Incremental Learning with Accuracy Prediction of Social and Individual Properties from Mobile-Phone Data
Yaniv Altshuler, Nadav Aharony, Michael Fire, Yuval Elovici, Alex, Pentland

TL;DR
This paper explores how predictive accuracy of social and personal attributes improves over time with mobile phone data, proposing a method to forecast maximum achievable accuracy early in data collection.
Contribution
It introduces a novel approach to predict the upper limit of learning accuracy from initial data, aiding in optimizing mobile sensing strategies.
Findings
Prediction accuracy increases with more data over time.
The proposed method can estimate maximum achievable accuracy early.

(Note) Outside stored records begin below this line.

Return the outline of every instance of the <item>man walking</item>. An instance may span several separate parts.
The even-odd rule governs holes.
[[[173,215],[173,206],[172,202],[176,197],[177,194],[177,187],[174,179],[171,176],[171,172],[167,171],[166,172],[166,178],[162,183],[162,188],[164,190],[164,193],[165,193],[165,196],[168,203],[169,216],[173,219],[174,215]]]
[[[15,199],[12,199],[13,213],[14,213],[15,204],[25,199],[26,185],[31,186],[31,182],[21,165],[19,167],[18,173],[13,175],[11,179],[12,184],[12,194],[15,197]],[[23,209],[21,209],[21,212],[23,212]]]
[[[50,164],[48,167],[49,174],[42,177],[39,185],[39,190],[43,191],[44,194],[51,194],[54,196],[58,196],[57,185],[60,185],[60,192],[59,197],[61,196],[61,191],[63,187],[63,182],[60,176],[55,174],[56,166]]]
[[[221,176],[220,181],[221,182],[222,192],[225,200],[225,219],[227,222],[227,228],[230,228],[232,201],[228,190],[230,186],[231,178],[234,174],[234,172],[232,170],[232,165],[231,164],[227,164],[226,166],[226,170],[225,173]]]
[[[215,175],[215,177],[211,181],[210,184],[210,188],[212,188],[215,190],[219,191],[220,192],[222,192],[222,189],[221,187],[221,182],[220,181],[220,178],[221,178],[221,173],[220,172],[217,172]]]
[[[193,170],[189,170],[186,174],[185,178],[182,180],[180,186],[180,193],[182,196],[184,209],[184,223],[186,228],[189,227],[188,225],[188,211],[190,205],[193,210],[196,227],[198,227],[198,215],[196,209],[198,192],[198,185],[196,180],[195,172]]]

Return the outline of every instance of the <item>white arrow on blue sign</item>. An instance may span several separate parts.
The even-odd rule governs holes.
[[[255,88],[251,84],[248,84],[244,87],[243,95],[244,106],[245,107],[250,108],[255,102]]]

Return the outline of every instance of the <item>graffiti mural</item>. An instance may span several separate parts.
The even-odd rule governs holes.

Insights help optimize data collection and analysis strategies.
Abstract
Mobile phones are quickly becoming the primary source for social, behavioral, and environmental sensing and data collection. Today's smartphones are equipped with increasingly more sensors and accessible data types that enable the collection of literally dozens of signals related to the phone, its user, and its environment. A great deal of research effort in academia and industry is put into mining this raw data for higher level sense-making, such as understanding user context, inferring social networks, learning individual features, predicting outcomes, and so on. In this work we investigate the properties of learning and inference of real world data collected via mobile phones over time. In particular, we look at the dynamic learning process over time, and how the ability to predict individual parameters and social links is incrementally enhanced with the accumulation of additional…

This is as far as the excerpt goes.